Le avvocate Mirella Caffaratti e Arianna Enrichens, in rappresentanza della Casa delle Donne di Torino, seconda la procedura, notificarono il ricorso alla Regione Piemonte e al locale Movimento per la vita, in qualità di contro interessato. A chiarire quanto sia alta la posta messa in gioco dall’operazione imbastita dalla Giunta Cota, giunse tempestivo l’intervento del Movimento per la vita nazionale, con la discesa in campo di Carlo Casini, con atto ad adiuvandum nel ricorso.. E arriviamo alla decisione presa oggi da Tribunale di Torino, che ha fissato la discussione nel merito nella prossima udienza fissata per il prossimo 8 giugno.

“Esiste naturalmente la preoccupazione che la Regione possa compiere in questi mesi atti attuativi, quali la costituzione degli elenchi delle associazioni abilitate, la stipulazione di convenzioni da parte delle ASL, – osserva l’avvocata Caffaratti – ma auspichiamo che, nell’attesa dell’udienza, data la delicatezza della questione, la Regione Piemonte si astenga dal procedere a qualsiasi atto discriminatorio, attuativo della delibera oggetto del ricorso. Qualora questo si verificasse gli atti posti in essere dalla Regione Piemonte saranno immediatamente impugnati”.

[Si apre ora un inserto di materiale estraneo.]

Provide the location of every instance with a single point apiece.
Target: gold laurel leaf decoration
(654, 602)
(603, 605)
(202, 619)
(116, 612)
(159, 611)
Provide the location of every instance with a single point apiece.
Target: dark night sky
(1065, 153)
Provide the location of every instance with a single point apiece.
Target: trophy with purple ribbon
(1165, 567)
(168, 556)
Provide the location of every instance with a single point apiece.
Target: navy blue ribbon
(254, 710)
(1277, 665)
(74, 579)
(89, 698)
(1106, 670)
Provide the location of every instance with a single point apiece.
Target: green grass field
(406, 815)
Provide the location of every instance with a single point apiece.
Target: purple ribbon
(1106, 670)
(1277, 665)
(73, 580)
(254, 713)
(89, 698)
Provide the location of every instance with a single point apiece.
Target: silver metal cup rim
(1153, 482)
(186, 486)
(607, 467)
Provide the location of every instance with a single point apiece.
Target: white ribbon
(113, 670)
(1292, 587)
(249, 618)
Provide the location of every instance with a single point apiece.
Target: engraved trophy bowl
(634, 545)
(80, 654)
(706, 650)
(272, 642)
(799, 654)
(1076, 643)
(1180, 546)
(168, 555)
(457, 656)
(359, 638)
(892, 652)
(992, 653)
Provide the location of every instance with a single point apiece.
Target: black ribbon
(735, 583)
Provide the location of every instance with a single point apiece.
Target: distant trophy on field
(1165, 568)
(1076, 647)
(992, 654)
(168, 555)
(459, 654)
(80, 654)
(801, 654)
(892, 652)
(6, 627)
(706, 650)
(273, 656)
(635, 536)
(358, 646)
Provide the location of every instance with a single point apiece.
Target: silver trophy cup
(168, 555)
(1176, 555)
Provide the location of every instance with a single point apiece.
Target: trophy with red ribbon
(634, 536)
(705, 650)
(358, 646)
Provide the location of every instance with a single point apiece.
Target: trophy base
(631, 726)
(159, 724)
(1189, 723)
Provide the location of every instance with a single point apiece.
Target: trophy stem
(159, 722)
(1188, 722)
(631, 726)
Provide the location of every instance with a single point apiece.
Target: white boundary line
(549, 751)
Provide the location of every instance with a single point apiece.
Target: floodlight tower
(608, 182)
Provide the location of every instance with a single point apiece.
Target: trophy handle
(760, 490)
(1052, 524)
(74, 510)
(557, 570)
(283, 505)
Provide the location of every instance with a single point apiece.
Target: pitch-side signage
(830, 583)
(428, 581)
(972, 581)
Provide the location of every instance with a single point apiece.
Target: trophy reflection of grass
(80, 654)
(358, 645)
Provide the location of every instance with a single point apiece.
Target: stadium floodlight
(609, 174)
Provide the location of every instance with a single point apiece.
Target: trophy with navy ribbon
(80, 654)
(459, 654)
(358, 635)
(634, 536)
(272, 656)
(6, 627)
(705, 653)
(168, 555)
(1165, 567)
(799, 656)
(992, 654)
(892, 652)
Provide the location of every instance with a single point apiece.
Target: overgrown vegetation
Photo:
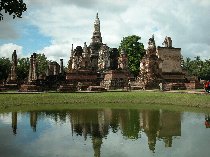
(140, 99)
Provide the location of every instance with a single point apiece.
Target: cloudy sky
(51, 26)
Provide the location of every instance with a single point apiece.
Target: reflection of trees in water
(14, 122)
(96, 124)
(129, 123)
(150, 126)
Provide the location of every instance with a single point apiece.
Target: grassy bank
(139, 99)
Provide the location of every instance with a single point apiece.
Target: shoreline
(15, 101)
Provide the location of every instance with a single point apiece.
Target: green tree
(12, 7)
(197, 67)
(135, 51)
(5, 66)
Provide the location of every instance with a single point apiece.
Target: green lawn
(137, 99)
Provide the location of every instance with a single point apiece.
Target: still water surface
(105, 133)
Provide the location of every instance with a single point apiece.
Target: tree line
(197, 67)
(22, 67)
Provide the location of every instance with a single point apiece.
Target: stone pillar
(14, 67)
(33, 120)
(61, 66)
(34, 67)
(30, 69)
(55, 69)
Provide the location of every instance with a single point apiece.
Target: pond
(105, 133)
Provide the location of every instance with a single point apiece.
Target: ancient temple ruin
(96, 64)
(12, 78)
(161, 65)
(11, 82)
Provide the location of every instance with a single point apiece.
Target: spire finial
(97, 15)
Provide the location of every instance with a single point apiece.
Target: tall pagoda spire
(97, 24)
(97, 34)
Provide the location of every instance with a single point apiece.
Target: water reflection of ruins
(97, 124)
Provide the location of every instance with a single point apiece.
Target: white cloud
(6, 50)
(71, 22)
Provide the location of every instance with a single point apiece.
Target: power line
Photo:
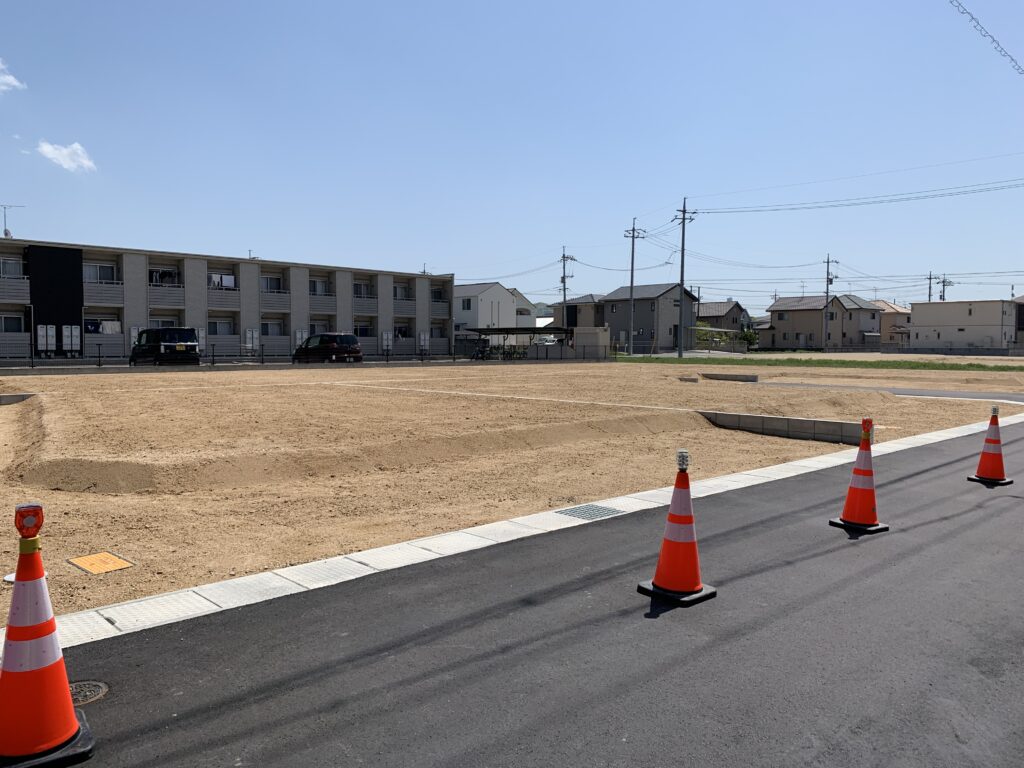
(984, 33)
(946, 192)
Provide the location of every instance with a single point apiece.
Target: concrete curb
(112, 621)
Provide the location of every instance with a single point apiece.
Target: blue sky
(478, 138)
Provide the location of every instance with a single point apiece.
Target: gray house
(655, 320)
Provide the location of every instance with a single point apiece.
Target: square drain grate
(590, 512)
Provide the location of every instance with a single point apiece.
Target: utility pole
(5, 206)
(828, 279)
(633, 233)
(683, 217)
(943, 284)
(565, 309)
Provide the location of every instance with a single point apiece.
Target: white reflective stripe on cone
(862, 481)
(29, 655)
(680, 531)
(30, 604)
(863, 460)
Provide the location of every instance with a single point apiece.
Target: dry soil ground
(198, 476)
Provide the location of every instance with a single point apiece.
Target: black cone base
(682, 598)
(77, 751)
(856, 527)
(989, 483)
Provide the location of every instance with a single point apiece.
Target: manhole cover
(87, 691)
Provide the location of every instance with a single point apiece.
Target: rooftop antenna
(6, 231)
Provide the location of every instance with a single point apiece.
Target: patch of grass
(823, 363)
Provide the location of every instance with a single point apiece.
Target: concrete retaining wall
(847, 432)
(731, 377)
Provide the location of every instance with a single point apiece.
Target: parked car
(160, 345)
(329, 348)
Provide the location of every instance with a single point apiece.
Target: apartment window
(220, 282)
(11, 324)
(271, 328)
(99, 273)
(164, 275)
(219, 327)
(11, 268)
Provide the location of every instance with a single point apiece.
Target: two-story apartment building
(239, 306)
(727, 315)
(655, 320)
(966, 325)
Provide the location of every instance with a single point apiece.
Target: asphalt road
(899, 649)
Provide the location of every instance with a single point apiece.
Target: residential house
(655, 316)
(483, 305)
(964, 326)
(727, 315)
(583, 311)
(895, 325)
(853, 323)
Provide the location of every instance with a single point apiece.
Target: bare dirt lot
(198, 476)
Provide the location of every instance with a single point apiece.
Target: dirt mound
(239, 470)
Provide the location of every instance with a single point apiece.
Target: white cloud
(71, 158)
(7, 81)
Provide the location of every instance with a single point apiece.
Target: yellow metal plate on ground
(101, 562)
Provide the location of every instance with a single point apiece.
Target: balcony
(223, 298)
(14, 290)
(170, 296)
(275, 301)
(365, 305)
(324, 303)
(105, 293)
(404, 307)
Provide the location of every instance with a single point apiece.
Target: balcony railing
(14, 289)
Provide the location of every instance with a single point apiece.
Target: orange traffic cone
(678, 574)
(990, 471)
(39, 725)
(860, 514)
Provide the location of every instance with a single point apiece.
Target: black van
(173, 345)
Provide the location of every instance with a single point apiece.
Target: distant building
(895, 326)
(655, 321)
(582, 311)
(728, 315)
(964, 326)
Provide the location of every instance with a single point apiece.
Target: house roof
(587, 298)
(849, 301)
(472, 289)
(644, 292)
(717, 308)
(888, 306)
(796, 303)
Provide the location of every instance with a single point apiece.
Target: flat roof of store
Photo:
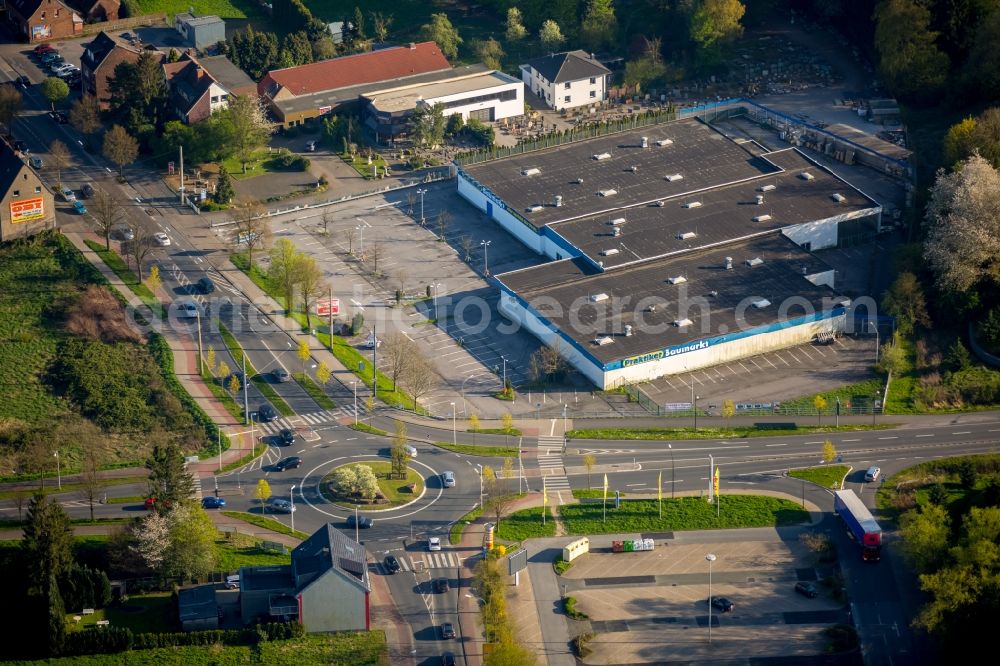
(406, 97)
(701, 155)
(723, 214)
(711, 296)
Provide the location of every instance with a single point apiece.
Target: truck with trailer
(860, 523)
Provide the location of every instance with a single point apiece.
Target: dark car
(212, 502)
(722, 604)
(290, 462)
(266, 413)
(361, 521)
(807, 589)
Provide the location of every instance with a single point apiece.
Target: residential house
(326, 587)
(97, 65)
(567, 80)
(199, 87)
(40, 20)
(26, 206)
(298, 94)
(200, 32)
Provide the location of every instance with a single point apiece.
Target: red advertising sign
(324, 307)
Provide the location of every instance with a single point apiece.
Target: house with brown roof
(298, 94)
(41, 20)
(26, 205)
(200, 87)
(97, 65)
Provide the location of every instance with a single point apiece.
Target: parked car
(212, 502)
(360, 521)
(291, 462)
(278, 505)
(266, 413)
(722, 604)
(807, 590)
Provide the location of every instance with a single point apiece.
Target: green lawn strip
(394, 490)
(51, 488)
(121, 269)
(526, 524)
(344, 352)
(458, 527)
(265, 523)
(683, 513)
(477, 450)
(259, 380)
(314, 390)
(713, 433)
(364, 427)
(827, 476)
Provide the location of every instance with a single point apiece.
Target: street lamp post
(711, 558)
(486, 256)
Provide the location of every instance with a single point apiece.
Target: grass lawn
(394, 490)
(314, 390)
(712, 433)
(265, 522)
(526, 524)
(827, 476)
(474, 450)
(683, 513)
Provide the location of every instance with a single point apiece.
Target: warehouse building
(676, 248)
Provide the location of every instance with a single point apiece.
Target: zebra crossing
(310, 419)
(550, 448)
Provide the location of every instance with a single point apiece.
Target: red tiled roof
(358, 69)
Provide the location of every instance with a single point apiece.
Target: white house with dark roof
(567, 80)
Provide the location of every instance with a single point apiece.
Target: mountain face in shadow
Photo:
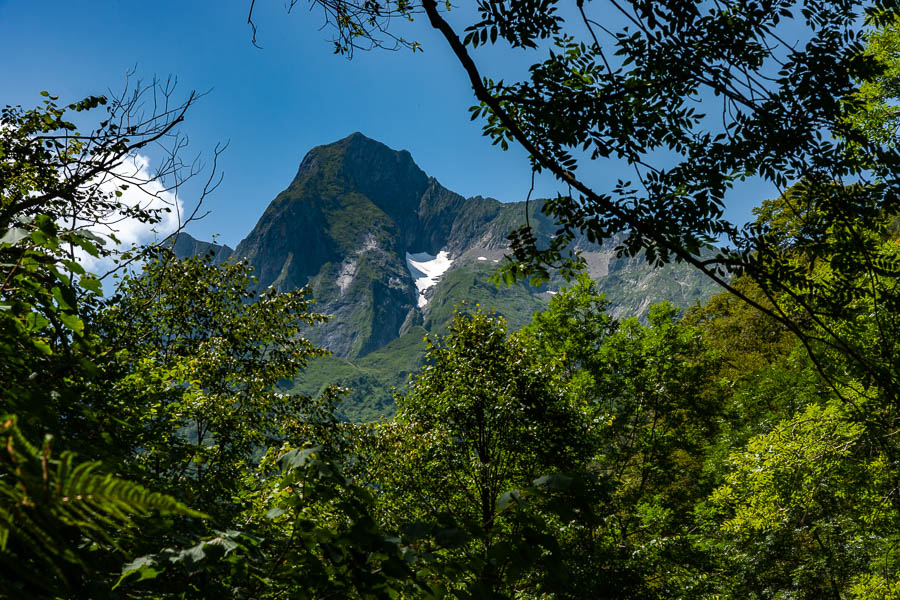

In attesa dell’udienza, continua la mobilitazione dal basso che coinvolge, oltre alle Donne di Torino per l’Autodeterminazione, il Comitato 19 giugno, il Coordinamento Torino Pride, la Consulta torinese per la laicità delle Istituzioni, ovvero quel largo e variegato spettro di società civile che aveva dato vita alla grande manifestazione torinese del 19 giugno, il Pride dei Diritti.

“E’ impegno di tutte e di tutti, sempre ma più che mai in questi mesi, di vigilare giorno per giorno, nelle ASL, negli ospedali” dice Carla Quaglino della Casa delle Donne “il confronto tra noi continua negli stabili appuntamenti mensili assembleari che abbiamo scelto di darci”. Il prossimo è il 1° febbraio alle 21, nella Sala dell’Antico Macello di via Matteo Pescatore.